Recently a former colleague of mine worked on recruiting assignments for two different companies. After submitting a pool of candidates for each assignment he quickly noticed similarities between two rejected candidates, one from each assignment, applying for two entirely different roles with two entirely different companies. Each candidate had been unemployed for six months or more and not only that, but both had done little to find a new job. Instead they chose to work on personal projects or hold out for the specific job they truly desired. I see nothing wrong with that personally. If I’m hiring someone I want them to be truly passionate about the job and not just interested in a paycheck. Here’s the problem though. They were both rejected for being unemployed.
Of course unemployment was not the only reason given but when my colleague received emails from the hiring managers for why these two candidates would not be pursued, their lack of recent employment was at the top of the list.
Here are the responses he received from the clients regarding these candidates.
“There were a few yellow flags with two being borderline red. His lack of work for >2 years is one.”
The above rejection was presented in the very first sentence. Bam, right off the bat this hiring manager is saying that he’s essentially worried about hiring anyone who has been out of work for so long a time, regardless of the candidate’s skills which were spot on.
Here’s the response my colleague received from a hiring manager in regards to a candidate for an entirely different role:
“He has not been looking for work since they let him go in 12/2012. We want someone that needs to work and is aggressive.”
A recent study out of Northeastern University showed that employers were far less likely to call back a job candidate with industry experience who had been out of work six months or more than a candidate with no industry experience who had been out of work for only a short time. In other words if you have a lot of experience but haven’t been working in over six months, the guy or gal with no industry experience who has only been unemployed for six weeks is likely to get called before you.

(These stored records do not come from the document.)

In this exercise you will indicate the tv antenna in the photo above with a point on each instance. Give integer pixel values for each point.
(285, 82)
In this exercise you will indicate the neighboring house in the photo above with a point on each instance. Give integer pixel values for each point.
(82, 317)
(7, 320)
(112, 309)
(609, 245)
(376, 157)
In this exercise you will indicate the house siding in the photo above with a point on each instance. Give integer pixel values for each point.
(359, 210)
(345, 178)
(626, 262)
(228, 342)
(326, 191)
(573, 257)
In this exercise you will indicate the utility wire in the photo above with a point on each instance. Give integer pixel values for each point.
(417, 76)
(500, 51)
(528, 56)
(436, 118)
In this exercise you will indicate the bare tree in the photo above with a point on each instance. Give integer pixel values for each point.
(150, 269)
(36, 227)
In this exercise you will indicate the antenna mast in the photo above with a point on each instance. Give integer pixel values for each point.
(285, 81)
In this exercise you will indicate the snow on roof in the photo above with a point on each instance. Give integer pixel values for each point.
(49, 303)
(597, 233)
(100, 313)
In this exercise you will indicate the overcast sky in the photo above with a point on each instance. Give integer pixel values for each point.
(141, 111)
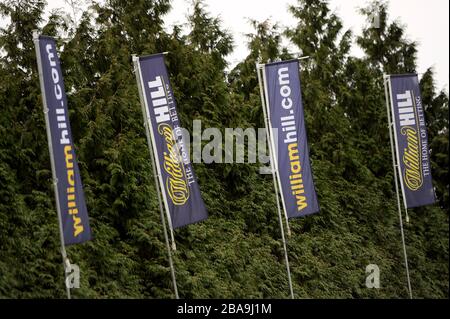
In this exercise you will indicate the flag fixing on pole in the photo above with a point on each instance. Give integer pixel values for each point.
(285, 113)
(181, 193)
(69, 194)
(411, 140)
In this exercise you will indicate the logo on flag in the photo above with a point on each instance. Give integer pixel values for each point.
(180, 189)
(411, 141)
(282, 86)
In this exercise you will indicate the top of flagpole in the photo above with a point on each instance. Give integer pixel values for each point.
(35, 34)
(136, 58)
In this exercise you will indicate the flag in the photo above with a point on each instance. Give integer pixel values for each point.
(285, 110)
(411, 141)
(180, 190)
(69, 189)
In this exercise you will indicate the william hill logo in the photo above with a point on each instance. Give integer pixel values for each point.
(412, 156)
(61, 119)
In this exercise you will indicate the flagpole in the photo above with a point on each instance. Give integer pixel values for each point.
(258, 70)
(155, 174)
(52, 160)
(386, 80)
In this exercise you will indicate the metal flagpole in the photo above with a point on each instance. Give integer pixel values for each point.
(386, 80)
(66, 262)
(155, 174)
(272, 167)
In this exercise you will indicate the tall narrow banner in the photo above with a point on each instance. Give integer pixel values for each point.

So far no data exists that suggests hiring a long term unemployed worker is bad for business so we can only speculate as to the origins of this bias. Perhaps a belief exists that if a candidate has been unemployed for six months or more that something must be wrong with them. Hiring managers and recruiters are inundated with resumes and spend little time, only six seconds according to some studies, reviewing them. They may abruptly filter out the long term unemployed assuming that if other employers have already passed on them, then why should they too waste their time?
Whatever the reasons, fair or unfair, the bias exists and very little is being done about it. The moral of the story may very well be that even if you hate your job, you’d better keep it. Perhaps this is why, according to Gallup’s most recent state of the American workplace report, only 30% of U.S. workers are actively engaged at work.